A change of scale

San Sebastián is technically a city – it has a cathedral, its own local government and a self-sustaining economy. But in terms of scale, it is more like a small town, having neither the large distances, nor the anonymity of London, my previous city.

tabbydoor
Detail of a door, artist Naiara Palacios

Human beings and even dogs, who accompany their owners day and night, are distinct figures here. As you walk about the city, you’ll see a person once, notice them the second time and by the third, their face and habits, will become clear in your mind. As a result, the streets are filled with characters, rather than an animate blur. Things and people enter your consciousness in the singular – the jazz club of Donosti; the other Greek girl in Donosti; the Mick Jagger of Donosti. Logically, you know that there’s likely to be more than one other Greek girl in town, but when two different people have mentioned the same girl to you, she seems like the only one you could speak your mother tongue with. Similarly, there could be 19, 119, even 1119 guys in San Sebastián with a Jaggerish way of getting through women, but the place is small enough to give the one you know a reputation. The same epithet wouldn’t work in London, not least because the real Mick Jagger lives there.

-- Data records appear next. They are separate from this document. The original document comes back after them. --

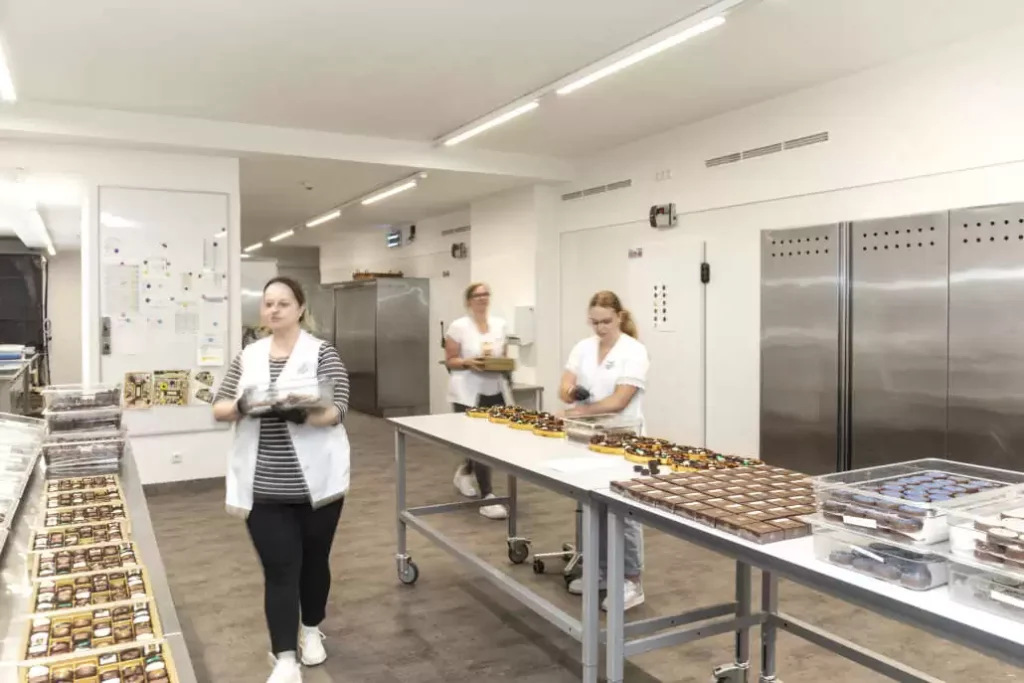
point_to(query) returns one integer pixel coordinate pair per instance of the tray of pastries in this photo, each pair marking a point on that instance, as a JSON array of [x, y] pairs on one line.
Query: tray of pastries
[[84, 514], [151, 663], [81, 396], [98, 629], [79, 536], [909, 500], [892, 562], [92, 590], [762, 505], [71, 561]]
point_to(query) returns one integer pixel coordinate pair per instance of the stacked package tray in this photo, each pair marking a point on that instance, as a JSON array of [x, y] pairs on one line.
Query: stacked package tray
[[894, 522], [20, 438], [84, 436], [93, 614]]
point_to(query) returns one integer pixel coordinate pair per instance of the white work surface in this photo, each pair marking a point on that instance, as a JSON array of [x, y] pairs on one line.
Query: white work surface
[[796, 558], [522, 453]]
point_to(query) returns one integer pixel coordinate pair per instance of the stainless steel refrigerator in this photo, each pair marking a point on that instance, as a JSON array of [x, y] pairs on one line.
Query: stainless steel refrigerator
[[894, 339], [382, 334]]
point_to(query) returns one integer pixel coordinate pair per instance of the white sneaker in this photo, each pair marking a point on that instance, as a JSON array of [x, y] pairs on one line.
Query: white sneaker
[[465, 482], [632, 596], [286, 671], [576, 586], [311, 650], [494, 511]]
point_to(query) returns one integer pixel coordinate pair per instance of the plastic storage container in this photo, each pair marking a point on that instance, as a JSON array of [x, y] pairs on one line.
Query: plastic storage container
[[995, 591], [585, 429], [909, 500], [81, 396], [990, 534], [895, 563], [69, 421], [301, 393]]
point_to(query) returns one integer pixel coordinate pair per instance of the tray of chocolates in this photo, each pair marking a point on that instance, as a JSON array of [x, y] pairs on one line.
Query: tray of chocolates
[[985, 587], [909, 500], [991, 532], [762, 505], [84, 514], [104, 588], [90, 420], [146, 664], [79, 536], [81, 396], [101, 629], [72, 561], [899, 564]]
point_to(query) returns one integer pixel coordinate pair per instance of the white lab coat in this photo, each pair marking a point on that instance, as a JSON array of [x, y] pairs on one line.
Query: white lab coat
[[323, 452]]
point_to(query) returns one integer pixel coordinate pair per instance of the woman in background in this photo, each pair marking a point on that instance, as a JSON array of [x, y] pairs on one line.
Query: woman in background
[[288, 474], [607, 373], [467, 340]]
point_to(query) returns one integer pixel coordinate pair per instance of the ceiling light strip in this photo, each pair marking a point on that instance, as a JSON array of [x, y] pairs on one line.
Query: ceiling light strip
[[642, 54], [374, 199], [7, 93], [493, 123]]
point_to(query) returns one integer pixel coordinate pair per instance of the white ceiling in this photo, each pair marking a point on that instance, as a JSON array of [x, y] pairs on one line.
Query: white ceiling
[[274, 198], [403, 69]]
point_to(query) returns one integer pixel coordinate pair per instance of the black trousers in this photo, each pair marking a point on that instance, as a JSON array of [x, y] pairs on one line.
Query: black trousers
[[293, 542], [482, 472]]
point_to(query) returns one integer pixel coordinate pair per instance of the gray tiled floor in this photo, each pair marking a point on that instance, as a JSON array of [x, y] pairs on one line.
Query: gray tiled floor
[[452, 627]]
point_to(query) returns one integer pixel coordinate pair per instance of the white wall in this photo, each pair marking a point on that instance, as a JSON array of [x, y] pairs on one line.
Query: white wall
[[935, 131], [203, 454], [65, 312], [429, 256]]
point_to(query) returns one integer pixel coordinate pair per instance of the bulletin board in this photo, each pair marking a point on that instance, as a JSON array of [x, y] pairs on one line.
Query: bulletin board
[[164, 304]]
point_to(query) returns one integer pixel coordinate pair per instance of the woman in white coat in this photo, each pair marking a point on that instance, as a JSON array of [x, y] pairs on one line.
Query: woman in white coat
[[288, 475], [607, 373], [467, 340]]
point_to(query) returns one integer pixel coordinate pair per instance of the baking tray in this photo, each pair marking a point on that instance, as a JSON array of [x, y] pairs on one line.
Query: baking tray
[[40, 586], [159, 649], [69, 617]]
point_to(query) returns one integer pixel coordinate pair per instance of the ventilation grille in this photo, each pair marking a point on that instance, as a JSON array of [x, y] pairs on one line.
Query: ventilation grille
[[767, 150], [597, 189]]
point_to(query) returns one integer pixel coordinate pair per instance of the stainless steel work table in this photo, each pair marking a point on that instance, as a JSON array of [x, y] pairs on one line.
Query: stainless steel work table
[[929, 610], [564, 468], [15, 585]]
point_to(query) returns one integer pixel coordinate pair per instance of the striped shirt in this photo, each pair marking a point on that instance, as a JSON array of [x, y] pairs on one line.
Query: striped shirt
[[279, 475]]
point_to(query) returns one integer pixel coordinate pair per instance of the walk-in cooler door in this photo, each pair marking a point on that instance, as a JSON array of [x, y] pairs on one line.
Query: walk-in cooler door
[[800, 335], [986, 336], [898, 338]]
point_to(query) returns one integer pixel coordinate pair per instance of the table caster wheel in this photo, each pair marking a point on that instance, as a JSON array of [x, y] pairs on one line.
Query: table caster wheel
[[518, 551], [410, 573]]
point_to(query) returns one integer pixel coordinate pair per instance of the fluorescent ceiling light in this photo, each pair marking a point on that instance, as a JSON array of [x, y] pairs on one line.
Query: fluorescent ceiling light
[[648, 51], [389, 193], [6, 82], [497, 121], [323, 219]]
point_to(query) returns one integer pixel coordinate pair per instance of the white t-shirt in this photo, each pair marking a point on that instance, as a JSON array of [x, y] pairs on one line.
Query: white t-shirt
[[465, 385], [627, 363]]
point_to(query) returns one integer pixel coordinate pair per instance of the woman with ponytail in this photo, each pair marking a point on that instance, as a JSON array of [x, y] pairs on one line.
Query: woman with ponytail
[[607, 373]]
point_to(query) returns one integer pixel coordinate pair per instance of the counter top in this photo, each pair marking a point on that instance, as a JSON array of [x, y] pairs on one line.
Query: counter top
[[15, 585]]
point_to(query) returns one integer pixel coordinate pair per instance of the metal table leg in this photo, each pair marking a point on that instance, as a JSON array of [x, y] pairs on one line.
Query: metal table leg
[[615, 636], [737, 672], [592, 512], [408, 571], [769, 605]]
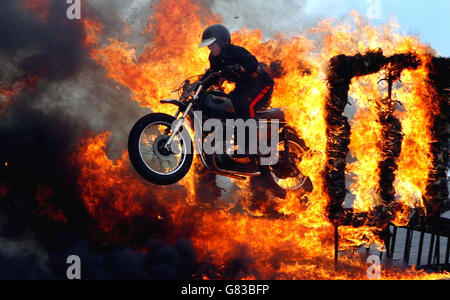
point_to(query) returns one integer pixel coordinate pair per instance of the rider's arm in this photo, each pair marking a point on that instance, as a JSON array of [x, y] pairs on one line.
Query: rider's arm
[[248, 62]]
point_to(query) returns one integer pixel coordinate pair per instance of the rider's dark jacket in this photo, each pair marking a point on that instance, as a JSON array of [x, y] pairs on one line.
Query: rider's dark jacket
[[253, 87]]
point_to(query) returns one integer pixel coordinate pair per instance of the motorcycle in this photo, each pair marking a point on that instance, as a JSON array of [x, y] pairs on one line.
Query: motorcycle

Did I mention that you’re always meeting people you know here? It’s not like London, where your friends are far and you’re losing people as soon as you find them. When you’re new in town, the frequency of spontaneous meetings makes it easier to build on connections. Plans change as a result of these meetings: let’s do something now, or in an hour? But planning for next week? Forget it. Who knows what everyone will be in the mood for so far into the future?

receiptgeralds
Whether you like it or not

But there are downsides to Donosti’s human scale, like passing the local busybody or the guerrilla grammar corrector (she exists!) when you’re in a rush or just not feeling up to it.  For these occasions, it helps to master the travelling Kaixo (hello). I’ve been told that a skateboard helps with this, but if you don’t have one, you can adopt the posture of a skateboarder: snap your head around long enough to deliver the greeting, but keep your feet angled forward and most importantly, moving, to signal that you are not stopping to chat.

Donosti’s not a great place to make enemies. It’s not like in London, where once you cut ties with the arsehole, they get sucked into another orbit and there’s a good chance you won’t see them until three years later, when you’ve both forgotten. No – here you should expect to bump into that person at any time, including the worst time. Be prepared to meet that guy who you blocked, to look him in the face and tell him that you don’t want to receive his desperate messages anymore. And your ex? They’re not just a painful figment in your head, but a three-dimensional being, who passes through the same few streets as you, moves on right before your eyes. Still, as in all cities, people here go out of  their way to lower the probability of meeting their ex; they stop going to certain parts of town, sometimes depriving themselves of the only X/Y/Z in Donosti. One man knew that his ex’s movements were limited to the road between home and work. By avoiding that street, he managed to turn the city into a place that didn’t include her. When an ex’s routine is less predictable, though, you have to rely on the travelling Kaixo – see above. 

lolaflores
It helps if your ex’s movements are as routine as Lola Flores’

London may be a fashion capital, but there’s less pressure to look good when you’re not constantly running into people you know, or even people who recognise you as a distinct character. As you are seen, so are you judged – this is especially true in towns where people actually see each other. I wonder if this is why pharmacy shelves are loaded down with expensive hair products and everyone looks presentable most of the time, even on occasions where you wouldn’t think it was necessary.  I’ve always seen beaches as carefree, let-loose places – the wind will do what it likes with your hair, so why bother styling it anyway?  But walking on La Concha boulevard on a Sunday, is a singularly old-fashioned experience – congregations of black, Basque berets, fur coats and glaring shades of lipstick come your way. It’s the kind of scene I’d only previously witnessed in early twentieth-century fashion plates; an attitude that you make yourself beautiful for the Belle Époque surroundings and the people who have to look at you.

After 6 months in San Sebastián, my own sense of scale has changed. Being able to walk everywhere and seeing people I know in the streets, has become a habit. Tomorrow I’m moving to a house in Antiguo, a place I think of as the Monaco of Donosti, for its nearby mountain, wildish beach and grand, witchy buildings. The distance from the centre is about that between Big Ben and London Bridge; in other words, walkable for a relatively fit person. But my feeling is that I’m going very far.